Marriage has become too expensive: says expert

Kelvin Kamau, a petrol station attendant in Nairobi, recalls the moment when he realised that he didn’t fit into the social order in his home. He felt that he was not needed in his home. His baby’s mother, a nurse, earned way more than him and called the shots.

“I felt that the gender norms were violated. And looking back, I tried to compensate by demeaning my ex-fiancée by cheating on her. She left, and she doesn’t need me anymore,” he says.

Another man, Alfred Omondi could not afford to have a wife. Dowry price aside, his meager earnings deterred him from settling with his girlfriend, with whom they have a daughter.

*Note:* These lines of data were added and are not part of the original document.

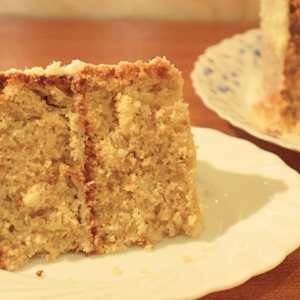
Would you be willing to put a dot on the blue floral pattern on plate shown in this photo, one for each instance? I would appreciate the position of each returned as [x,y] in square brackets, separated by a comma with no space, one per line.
[228,79]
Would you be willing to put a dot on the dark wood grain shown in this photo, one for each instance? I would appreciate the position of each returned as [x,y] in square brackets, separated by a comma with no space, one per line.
[28,43]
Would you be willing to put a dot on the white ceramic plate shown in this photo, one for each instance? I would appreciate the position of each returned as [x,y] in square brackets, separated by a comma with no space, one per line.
[228,78]
[252,223]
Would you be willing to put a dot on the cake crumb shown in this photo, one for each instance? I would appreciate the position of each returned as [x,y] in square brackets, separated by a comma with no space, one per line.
[116,271]
[145,272]
[39,273]
[186,258]
[206,192]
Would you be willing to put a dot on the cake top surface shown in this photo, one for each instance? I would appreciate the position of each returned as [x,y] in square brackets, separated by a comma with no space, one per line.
[72,69]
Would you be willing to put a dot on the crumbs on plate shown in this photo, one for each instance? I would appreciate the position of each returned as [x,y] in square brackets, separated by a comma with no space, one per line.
[39,273]
[145,272]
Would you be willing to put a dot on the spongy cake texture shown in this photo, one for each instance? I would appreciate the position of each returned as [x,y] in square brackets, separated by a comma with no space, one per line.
[94,159]
[280,106]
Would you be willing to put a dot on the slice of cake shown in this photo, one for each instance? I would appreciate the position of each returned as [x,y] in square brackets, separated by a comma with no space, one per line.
[280,27]
[94,159]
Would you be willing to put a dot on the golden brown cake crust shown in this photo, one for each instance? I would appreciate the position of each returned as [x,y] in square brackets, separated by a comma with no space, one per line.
[111,160]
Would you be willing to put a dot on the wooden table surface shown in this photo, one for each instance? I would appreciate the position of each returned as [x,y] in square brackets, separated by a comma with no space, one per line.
[28,43]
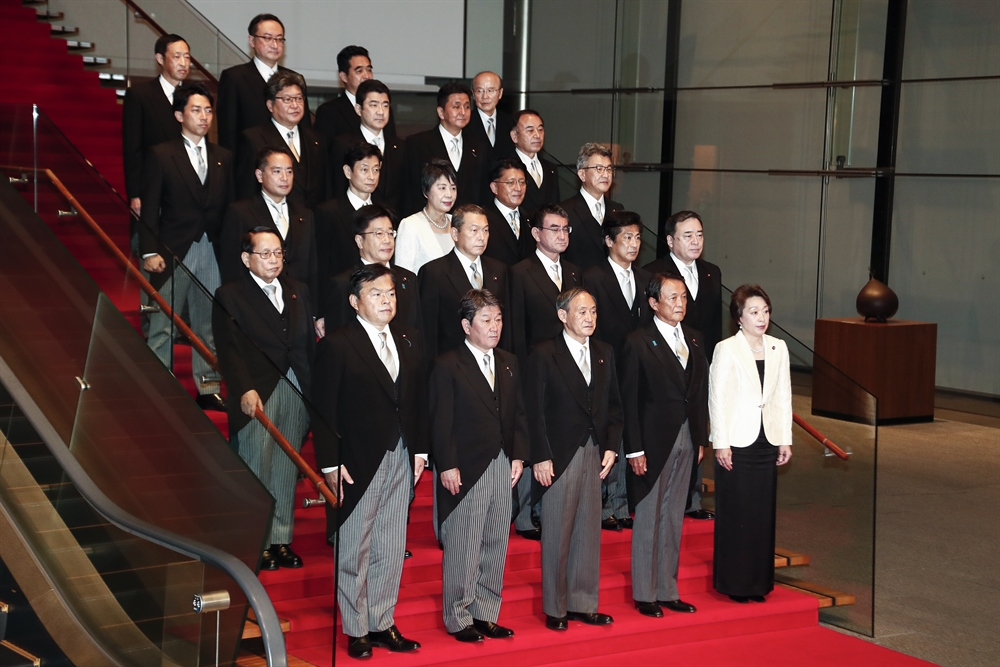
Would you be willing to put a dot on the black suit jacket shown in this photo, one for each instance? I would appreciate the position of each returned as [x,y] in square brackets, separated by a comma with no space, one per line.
[705,312]
[300,243]
[147,120]
[615,320]
[472,423]
[312,179]
[257,345]
[242,103]
[423,147]
[586,244]
[176,208]
[659,395]
[566,411]
[362,413]
[532,309]
[443,283]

“If I can’t take care of myself sufficiently, how will I take care of a woman and a child?” asks Alfred.

According to Dr Eric M. Kioko, an anthropologist and lecturer at Kenyatta University, due to the increasing population and rising cost of living, older generations can no longer guarantee land inheritance to their male offspring.

Instead, young men are left with a responsibility to look for their places to live, where they end up renting tiny houses and struggling for years before they finally save enough to settle permanently.

“When you bring a woman into this equation, it becomes a real challenge. Marriage is expensive, and unless we change how we organize marriage in terms of bride price and weddings, the younger generation may not afford to marry. Instead, they’ll opt for casual sexual partners, further disintegrating the social fabric,” says Dr Kioko.

Numerous studies have documented well-known risks associated with children born of single mothers, including discipline problems and lower school achievement.

“It is important to bring up children in a complete family set-up,” says Dr Kioko. “Society needs to empower the boy child just as much as they are empowering the girl-child. Push for boys to get educated. Stringent rules need to be tightened around drugs and alcohol, a menace that mostly affects the body child’s development.”

He adds: “As a result of empowerment, women can assume roles that were reserved for the men in patriarchal societies. They’re in leadership, they’re able to fend for the family and to make major decisions.”

Men and women are all victims of patriarchy. Dr. Kioko’s department’s recent research uncovered that industrious boys who show poise and dependability are not sent to school in some Kenyan communities. They are instead left to tend to livestock. School is for the feeble who show little promise of living up to be morans.

With women empowerment programmes, more girls in the same communities join school, a contributing factor to the gender disparity in universities, where women enrolment is higher than that of men.

“How then will these uneducated young men, the pillars of these communities, catch up with educated girls while they can barely read and write?” he ponders.